The biggest challenge with the insolvency ecosystem in India has been the unpredictability in outcome for the creditor. Tribunals have not taken a consistent stance when it comes to interpreting the IBC and its provisions. For instance, last year, the Kochi Bench of NCLT Kerala passed an order for admitting an application filed by the operational creditor under the IBC and made observations relating to admitting cases where default was less than INR 1 crore. This is in contrast to the stand taken on the same issue by the Delhi and Chennai Benches of the tribunal. This is just one example. There are several issues not only within the Code that lack consistent approach by the courts, but also when the Code comes to interact with other laws such as PMLA or arbitration laws, etc. Legal predictability is key to the rule of law, which itself is central to the economic growth of a country.

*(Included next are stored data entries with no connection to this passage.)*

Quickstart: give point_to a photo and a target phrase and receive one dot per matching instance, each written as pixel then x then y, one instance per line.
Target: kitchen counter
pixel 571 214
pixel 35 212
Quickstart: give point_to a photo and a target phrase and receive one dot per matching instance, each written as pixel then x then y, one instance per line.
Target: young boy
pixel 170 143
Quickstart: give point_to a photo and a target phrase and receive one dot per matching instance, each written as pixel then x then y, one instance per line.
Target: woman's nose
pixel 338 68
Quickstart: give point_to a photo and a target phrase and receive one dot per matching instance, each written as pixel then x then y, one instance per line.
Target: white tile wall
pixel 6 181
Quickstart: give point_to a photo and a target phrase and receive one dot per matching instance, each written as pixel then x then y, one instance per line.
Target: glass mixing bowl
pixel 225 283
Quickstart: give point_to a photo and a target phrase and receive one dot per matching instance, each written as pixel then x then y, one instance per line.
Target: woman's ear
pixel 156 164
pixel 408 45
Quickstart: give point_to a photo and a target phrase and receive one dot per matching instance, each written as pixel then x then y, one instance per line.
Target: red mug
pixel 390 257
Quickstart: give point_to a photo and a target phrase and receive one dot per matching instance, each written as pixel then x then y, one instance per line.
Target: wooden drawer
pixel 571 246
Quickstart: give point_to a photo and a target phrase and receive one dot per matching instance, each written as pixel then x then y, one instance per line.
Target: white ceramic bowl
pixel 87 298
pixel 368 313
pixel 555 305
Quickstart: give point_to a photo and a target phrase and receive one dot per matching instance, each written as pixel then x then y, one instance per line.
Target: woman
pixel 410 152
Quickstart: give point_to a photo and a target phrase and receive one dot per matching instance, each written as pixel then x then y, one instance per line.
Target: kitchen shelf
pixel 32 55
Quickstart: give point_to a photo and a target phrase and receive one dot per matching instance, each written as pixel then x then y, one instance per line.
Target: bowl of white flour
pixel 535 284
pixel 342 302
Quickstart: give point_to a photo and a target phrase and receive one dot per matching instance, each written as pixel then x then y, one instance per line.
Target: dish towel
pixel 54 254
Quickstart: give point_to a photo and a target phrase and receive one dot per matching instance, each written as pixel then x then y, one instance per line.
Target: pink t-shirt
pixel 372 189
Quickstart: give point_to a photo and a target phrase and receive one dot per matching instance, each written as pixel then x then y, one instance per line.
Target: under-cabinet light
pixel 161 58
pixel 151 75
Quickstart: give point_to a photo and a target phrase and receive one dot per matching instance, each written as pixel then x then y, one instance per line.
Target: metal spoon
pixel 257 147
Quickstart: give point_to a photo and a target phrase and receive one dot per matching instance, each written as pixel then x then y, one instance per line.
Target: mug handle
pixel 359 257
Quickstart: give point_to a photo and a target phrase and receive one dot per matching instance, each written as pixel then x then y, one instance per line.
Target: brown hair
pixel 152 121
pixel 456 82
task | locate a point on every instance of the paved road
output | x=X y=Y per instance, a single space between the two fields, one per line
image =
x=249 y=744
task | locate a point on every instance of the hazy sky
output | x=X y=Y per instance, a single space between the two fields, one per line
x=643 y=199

Currently, conflicting insolvency rules and lack of clarity are holding back the Indian capital market. These conflicting rules are causing uncertainty among investors, discouraging cross-border investment and delaying restructuring of companies facing financial difficulty. They also make it harder to address India’s high levels of non-performing loans, which represent a real challenge to the banking sector’s stability. There are studies that underscore the very strong correlation between measures of debt enforcement and broader measures of public sector and regulatory performance.

Another problem with the insolvency ecosystem is the lack of sectoral approach. In law, one size fits all approach is not only detrimental but fatal. In one of the studies that I did for the IBBI, it was found that service sectors and real estate sectors take more time for resolution than others such as retail or logistics. Thus, we need to step back and theorise different insolvency framework for different sectors. Whether the amendments done in IBC have been economically and legally beneficial is not known. Some amendments took IBC several steps backward. For instance, increasing the default threshold to Rs 1 crore. While this did prevent some companies from being pushed into insolvency during Covid and also prevented the arm twisting of the promoters by the operational creditors, the “behavioural nudge” that IBC provided for defaults as low as Rs 1 lakh and thereby disciplining the debtors took a back seat. Initial hesitancy not to allow success fees for IPs failed to place the incentives right. Currently, there is a complete vacuum in law when it comes to providing the resolution for banks and FSPs. The Capetown convention too needs to be fully ratified. While introducing prepacks, the pilot was done with MSMSEs, whereas the actual beneficiaries of this would have been non MSMSEs.

Now there is a latest amendment that the IBBI is set to propose permitting insolvency professional entities (IPEs) to act, as individual resolution professionals is again a hasty move. While it is hoped that this will bring in more domain expertise and pave the way for foreign entities to enter the Indian market who have lost their interest in recent times, it will lead to greater governance challenges. Imputing liability on an entity over an individual for judiciary, which is still learning with each case, will not be easy. Expecting this amendment to provide for better governance framework without clarifying the governance norms for such IPEs is wishful. Soon there will be cases leading to accountability conundrum.

New India needs a bold insolvency framework that allows business to flourish and fail with equal ease. IBC reforms need a new mindset that allows the government to make rules that are liberal and creates confidence in the market. The starting point should be rewriting the IBC on a new paper.